I’m glad I did. A Man’s Hands is a concept album of a short story collection. In writing thematically linked stories around different lead characters, he’s saying something about the universality of his subject – this all-consuming yearning for something lost in the past.

Most of the stories feature men cut off in some way. Jack, in ‘Edinburgh Arrivals’, is cut off in mist at the top of Arthur’s Seat. John in ‘Sofitel Gatwick’ is cut off in his hotel room, with real life playing out through the window. Andy in ‘When Iron Turns to Rust’ is isolated in his basic rented room with its cockroach infested drain in the floor and its fraying curtain screening off the toilet, and then again in the café, where everyone around him is happy.
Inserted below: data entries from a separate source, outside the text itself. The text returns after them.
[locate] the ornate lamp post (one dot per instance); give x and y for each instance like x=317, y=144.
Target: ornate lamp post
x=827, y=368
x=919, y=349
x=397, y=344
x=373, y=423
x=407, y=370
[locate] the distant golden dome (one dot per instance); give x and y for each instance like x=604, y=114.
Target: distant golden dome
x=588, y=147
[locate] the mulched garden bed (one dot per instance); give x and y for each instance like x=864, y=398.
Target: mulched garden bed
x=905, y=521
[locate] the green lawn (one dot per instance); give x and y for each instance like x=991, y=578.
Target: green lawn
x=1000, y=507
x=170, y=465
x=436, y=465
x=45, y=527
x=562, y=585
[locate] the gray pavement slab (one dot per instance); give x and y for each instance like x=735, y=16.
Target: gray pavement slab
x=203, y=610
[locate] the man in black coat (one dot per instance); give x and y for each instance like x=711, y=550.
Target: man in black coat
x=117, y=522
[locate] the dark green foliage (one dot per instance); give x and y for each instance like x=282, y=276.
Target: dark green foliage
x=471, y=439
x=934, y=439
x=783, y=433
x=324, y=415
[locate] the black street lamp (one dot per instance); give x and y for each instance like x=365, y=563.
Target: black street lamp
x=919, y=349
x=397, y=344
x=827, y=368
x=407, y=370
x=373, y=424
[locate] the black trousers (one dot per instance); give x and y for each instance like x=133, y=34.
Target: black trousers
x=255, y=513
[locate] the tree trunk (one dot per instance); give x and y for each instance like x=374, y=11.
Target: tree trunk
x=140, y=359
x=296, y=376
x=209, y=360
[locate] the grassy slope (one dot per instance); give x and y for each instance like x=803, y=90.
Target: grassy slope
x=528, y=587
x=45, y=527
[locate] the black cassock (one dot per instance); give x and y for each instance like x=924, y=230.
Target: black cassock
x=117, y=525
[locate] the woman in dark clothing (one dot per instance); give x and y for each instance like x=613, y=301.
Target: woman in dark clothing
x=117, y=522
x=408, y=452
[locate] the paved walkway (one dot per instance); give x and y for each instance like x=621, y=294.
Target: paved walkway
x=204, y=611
On the face of it, the obsession throughout all the stories is for a woman from the past – some personification of female beauty, delicate and unsullied, yet promiscuous and sexy at the same time. A creature of myth, surely? ‘She’ is never presented as three dimensional. She is a figment of the men in A Man’s Hands’ imagination. She’s the psychedelic drug that gives Andy hallucinations in the snow in ‘Chicken Soup’, when his hands have frozen to the metal railings in a metaphorical representation of his psychological state. ‘She’ is a memory. ‘She’ is unattainable.

A Man’s Hands looks at the writing of fiction itself. “The fact that it was autobiographical he would deny until he was blue in the face”. This is the attitude of Andy, the writer character in ‘Gentlemen, we have a winner’. Having invited the woman he yearns for to the award ceremony where he’s to read his winning story, he finds the event flat without her. Then, when he does see her in the audience and persuades her to forget her husband and go back to his hotel room with her, it’s too easy. It’s not sex he yearns for; it’s much more elusive than that. He prefers to make coffee so they can talk about the stories – his stories and what inspires them. She’s his muse.

By the end, the generic male lead has come through various stages of obsession, from self-destructive alcohol abuse, living hand to mouth, to something close to distaste once he actually comes within reach of what he desires.

Clarity comes gradually. “If it’s about anything,” the writer character in ‘Gentlemen’ says of his winning story, “it’s about how people should leave the past alone.”